Question: Reduce Blast Xml Size?
1
gravatar for Prohan
7.8 years ago by
Prohan350
United States
Prohan350 wrote:

Hi, I have a really large BLAST XML file - something like 30gb in size.

I'd like to reduce it so I can run through it quicker with Biopython.

Is there a way to reduce the file by keeping something like the top 25 hits based on bitscore for each query.

Preferably I'd like to do with Python/Biopython.

Thanks

python biopython blast xml • 3.0k views
ADD COMMENTlink written 7.8 years ago by Prohan350
3

It would be more sensible to generate a smaller XML file in the first instance, using BLAST command-line parameters. But perhaps you did not generate the original file?

ADD REPLYlink written 7.8 years ago by Neilfws48k

Currently Biopython parses BLAST XML, but doesn't write it out again. That would be the most elegant Biopython-based solution to your needs.

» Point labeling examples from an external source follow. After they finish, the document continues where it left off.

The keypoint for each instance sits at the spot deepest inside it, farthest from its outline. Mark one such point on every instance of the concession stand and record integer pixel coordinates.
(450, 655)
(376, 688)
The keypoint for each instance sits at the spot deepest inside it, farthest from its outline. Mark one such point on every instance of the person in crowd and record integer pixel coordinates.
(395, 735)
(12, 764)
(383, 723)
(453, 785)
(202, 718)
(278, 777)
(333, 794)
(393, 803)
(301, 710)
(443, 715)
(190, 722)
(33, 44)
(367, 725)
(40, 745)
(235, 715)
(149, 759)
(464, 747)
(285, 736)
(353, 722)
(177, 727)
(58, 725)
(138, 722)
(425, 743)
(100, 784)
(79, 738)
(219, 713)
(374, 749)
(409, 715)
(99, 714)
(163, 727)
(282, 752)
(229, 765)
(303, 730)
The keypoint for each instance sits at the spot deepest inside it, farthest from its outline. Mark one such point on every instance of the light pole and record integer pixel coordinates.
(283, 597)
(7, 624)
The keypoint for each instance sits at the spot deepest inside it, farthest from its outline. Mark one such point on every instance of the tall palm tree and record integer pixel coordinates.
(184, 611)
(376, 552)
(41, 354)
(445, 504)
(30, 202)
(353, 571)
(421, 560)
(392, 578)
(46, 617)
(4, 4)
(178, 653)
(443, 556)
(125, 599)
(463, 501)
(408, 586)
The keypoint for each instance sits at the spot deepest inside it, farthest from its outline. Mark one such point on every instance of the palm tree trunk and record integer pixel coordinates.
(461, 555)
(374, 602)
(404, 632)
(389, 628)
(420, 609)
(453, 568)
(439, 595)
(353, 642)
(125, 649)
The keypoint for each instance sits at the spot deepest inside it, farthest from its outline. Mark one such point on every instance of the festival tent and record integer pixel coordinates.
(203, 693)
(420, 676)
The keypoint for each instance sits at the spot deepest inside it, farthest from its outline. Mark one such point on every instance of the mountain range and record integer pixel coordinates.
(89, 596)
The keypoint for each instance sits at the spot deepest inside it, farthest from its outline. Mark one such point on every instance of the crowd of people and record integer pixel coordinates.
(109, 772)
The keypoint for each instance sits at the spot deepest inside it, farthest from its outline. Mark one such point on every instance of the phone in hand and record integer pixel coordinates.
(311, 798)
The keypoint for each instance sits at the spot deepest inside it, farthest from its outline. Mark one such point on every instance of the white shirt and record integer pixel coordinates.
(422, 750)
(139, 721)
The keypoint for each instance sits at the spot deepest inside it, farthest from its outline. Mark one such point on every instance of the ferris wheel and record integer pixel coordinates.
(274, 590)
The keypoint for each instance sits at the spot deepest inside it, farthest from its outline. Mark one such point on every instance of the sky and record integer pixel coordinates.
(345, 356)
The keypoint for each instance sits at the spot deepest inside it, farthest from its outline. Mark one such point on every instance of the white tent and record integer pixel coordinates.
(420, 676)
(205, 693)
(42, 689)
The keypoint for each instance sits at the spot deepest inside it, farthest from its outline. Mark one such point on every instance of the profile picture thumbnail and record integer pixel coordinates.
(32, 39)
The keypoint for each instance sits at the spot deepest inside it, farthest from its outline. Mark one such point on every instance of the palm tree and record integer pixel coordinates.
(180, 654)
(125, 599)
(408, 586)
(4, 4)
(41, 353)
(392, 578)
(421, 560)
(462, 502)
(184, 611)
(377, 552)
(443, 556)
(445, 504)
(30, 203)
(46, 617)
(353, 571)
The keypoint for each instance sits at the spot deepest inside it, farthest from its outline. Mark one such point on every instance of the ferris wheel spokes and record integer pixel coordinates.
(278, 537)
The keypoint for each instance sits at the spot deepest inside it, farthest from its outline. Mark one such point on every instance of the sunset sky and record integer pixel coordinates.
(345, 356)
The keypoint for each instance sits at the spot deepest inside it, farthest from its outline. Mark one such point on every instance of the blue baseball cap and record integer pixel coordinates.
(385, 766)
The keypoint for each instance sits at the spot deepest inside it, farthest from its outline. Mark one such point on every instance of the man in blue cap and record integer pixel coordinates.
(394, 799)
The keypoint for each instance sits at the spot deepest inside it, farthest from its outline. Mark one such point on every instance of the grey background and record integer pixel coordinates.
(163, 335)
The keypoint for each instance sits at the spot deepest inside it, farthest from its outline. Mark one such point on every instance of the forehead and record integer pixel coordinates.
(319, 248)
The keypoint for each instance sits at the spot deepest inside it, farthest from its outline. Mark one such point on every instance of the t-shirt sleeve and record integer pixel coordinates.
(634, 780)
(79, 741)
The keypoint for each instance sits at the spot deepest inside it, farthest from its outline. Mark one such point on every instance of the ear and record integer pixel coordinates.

Otherwise you'll need to write something specific, possibly using one of the built in Python XML libraries, or hand coded for this specific need.

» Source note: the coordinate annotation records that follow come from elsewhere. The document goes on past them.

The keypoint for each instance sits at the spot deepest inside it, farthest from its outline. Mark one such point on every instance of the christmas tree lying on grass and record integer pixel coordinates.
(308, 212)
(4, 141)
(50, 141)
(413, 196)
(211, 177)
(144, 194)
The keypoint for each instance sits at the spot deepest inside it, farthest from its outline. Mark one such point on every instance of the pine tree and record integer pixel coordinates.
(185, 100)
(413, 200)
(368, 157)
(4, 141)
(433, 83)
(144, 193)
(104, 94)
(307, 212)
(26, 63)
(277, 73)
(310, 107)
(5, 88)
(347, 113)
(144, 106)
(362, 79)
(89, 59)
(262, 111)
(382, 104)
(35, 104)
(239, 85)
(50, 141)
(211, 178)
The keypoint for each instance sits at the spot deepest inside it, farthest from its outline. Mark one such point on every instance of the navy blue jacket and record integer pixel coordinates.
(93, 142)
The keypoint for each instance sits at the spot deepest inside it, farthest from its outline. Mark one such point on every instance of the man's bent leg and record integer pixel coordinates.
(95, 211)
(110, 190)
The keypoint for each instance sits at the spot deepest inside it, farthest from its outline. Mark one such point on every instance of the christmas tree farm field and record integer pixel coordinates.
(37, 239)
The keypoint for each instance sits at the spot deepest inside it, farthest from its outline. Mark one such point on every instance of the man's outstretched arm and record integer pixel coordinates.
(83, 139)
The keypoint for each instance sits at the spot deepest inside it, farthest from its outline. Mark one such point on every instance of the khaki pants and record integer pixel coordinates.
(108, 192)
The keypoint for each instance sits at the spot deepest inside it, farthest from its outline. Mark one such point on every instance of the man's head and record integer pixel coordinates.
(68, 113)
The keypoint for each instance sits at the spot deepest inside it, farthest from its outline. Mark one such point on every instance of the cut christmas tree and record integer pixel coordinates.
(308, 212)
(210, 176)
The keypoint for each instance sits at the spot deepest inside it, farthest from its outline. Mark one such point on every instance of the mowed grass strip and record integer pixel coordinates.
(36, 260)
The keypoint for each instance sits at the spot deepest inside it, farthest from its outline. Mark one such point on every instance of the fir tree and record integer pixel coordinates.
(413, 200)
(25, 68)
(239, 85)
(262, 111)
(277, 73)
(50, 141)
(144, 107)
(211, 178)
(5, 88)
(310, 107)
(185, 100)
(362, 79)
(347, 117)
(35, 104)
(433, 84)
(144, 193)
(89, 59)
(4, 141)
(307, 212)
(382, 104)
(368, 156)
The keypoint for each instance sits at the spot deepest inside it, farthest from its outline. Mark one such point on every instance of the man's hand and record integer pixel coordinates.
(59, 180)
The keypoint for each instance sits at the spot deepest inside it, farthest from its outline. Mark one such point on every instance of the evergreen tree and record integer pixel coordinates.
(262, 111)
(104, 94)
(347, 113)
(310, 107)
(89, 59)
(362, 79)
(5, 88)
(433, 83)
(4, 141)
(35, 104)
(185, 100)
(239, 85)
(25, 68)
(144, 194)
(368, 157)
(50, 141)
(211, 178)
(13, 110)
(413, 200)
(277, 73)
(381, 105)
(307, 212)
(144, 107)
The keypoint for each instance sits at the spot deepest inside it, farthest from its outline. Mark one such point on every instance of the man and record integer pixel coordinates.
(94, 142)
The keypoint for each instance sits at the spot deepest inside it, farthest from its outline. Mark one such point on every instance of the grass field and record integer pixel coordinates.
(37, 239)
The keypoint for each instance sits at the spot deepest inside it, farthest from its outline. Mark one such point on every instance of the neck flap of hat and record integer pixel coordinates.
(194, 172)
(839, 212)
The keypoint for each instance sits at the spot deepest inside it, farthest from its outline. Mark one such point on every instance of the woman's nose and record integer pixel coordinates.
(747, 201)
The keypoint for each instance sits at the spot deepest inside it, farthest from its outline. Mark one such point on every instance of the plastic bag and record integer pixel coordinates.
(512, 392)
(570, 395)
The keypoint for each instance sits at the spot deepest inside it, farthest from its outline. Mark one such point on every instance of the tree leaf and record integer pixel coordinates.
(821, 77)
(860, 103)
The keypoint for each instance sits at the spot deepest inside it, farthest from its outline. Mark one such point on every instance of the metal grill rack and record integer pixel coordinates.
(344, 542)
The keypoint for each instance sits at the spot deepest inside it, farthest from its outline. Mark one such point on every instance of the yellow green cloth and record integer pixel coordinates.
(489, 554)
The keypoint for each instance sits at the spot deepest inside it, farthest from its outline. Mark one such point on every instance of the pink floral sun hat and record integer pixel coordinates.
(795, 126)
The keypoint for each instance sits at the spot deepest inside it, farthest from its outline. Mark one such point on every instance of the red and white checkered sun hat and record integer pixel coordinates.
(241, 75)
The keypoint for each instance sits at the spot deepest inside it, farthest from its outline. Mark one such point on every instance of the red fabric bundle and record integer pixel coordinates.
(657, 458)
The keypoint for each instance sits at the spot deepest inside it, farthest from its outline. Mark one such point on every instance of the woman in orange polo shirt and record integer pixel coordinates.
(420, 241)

ADD REPLYlink written 7.8 years ago by Peter5.8k

Yes I next time I'll reduce the number of reported HSPs. I was trying to be smart by keeping everything and didn't think parsing would be a problem later.

ADD REPLYlink written 7.8 years ago by Prohan350

If you are interested in parsing some information from the big XML file you can use the event parsing strategy. lxml in Python has great event parser. Please drop a line after this comment if you are interested in this approach and I will post a detailed methodology.

ADD REPLYlink written 7.5 years ago by Bio_Neo30

@Bio_Neo: Could you describe this in more detail? I have a BLAST result with top 50 hits of a large multifasta in XML format. I need to reduce this to top 5 hits for using for some downstream processes. Could you explain how to use the event parsing strategy for this?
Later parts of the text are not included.